The history of industrial revolutions shows that the technological revolution, the revolution in the organization of work, increases productivity and raises the prosperity curve. And this productivity is distributed in the form of higher wages, shorter working hours, and profits that become new investments, in order to further increase productivity, jobs, and employment...
The Second Industrial Revolution is associated with the eight-hour workday, the six-day workweek, and the definition of overtime.
The Third Industrial Revolution in the 1980s brought changes not only to the dimension of time and the organization of work—as every industrial revolution does—but also touched upon and opened up the dimension of the workplace: remote work, telework.

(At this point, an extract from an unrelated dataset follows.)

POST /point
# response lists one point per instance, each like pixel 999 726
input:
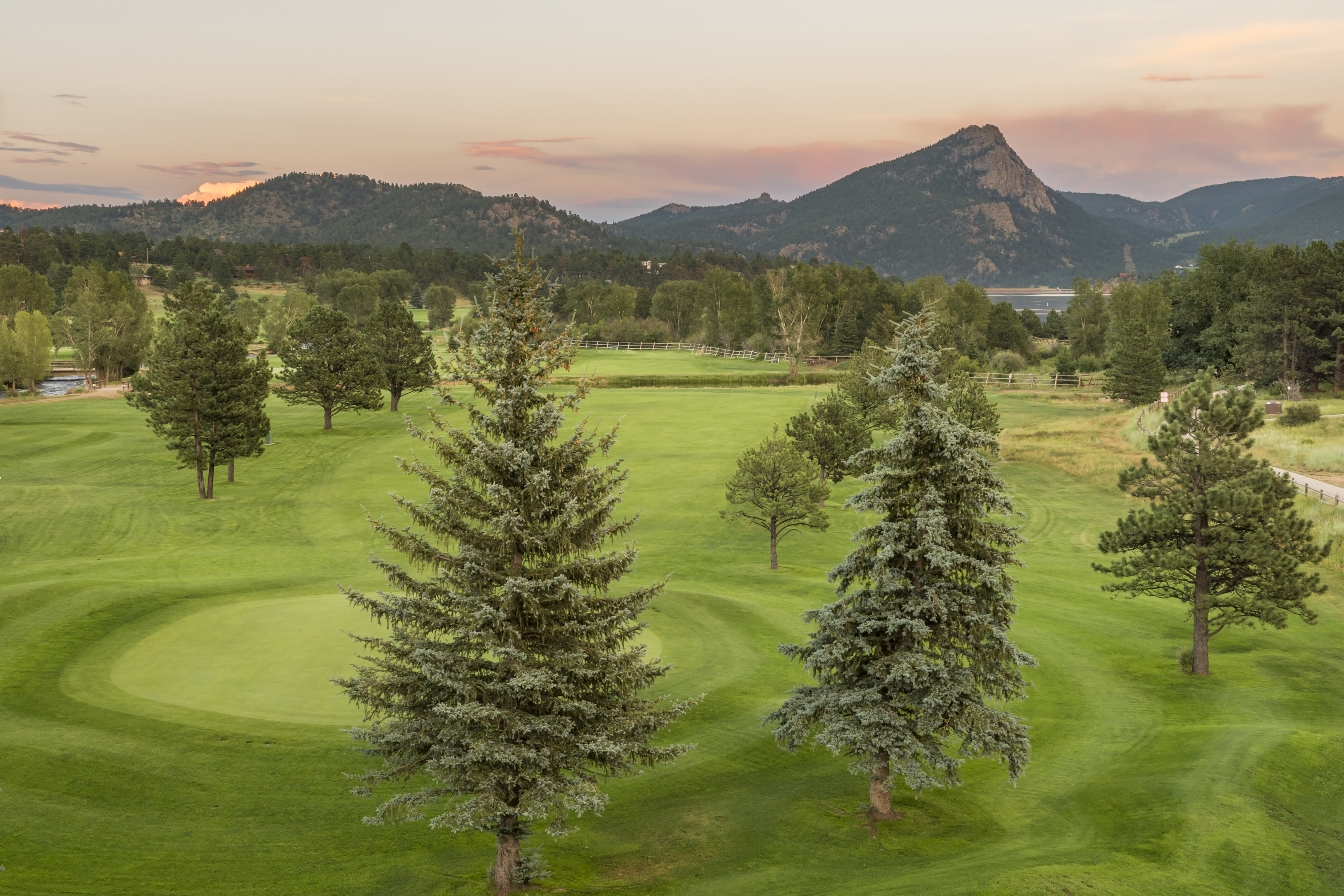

What we are experiencing now, around the world in the wake of the pandemic, is the fifth wave of telework, which has changed the scale of the phenomenon.
Which industrial revolution you are in determines what you can achieve as a society, as an economy, as a business, and how you want to distribute productivity gains. When you have them. Whether through increases in real wages or reductions in working hours.
However, you must be a productive society and economy to be able to—by increasing overall productivity and labor productivity—distribute it between higher wages and reduced working hours per week, per month, per year, and throughout one’s working life.
This issue will occupy us in the coming years, especially those who are part of the 4th or 5th industrial revolution.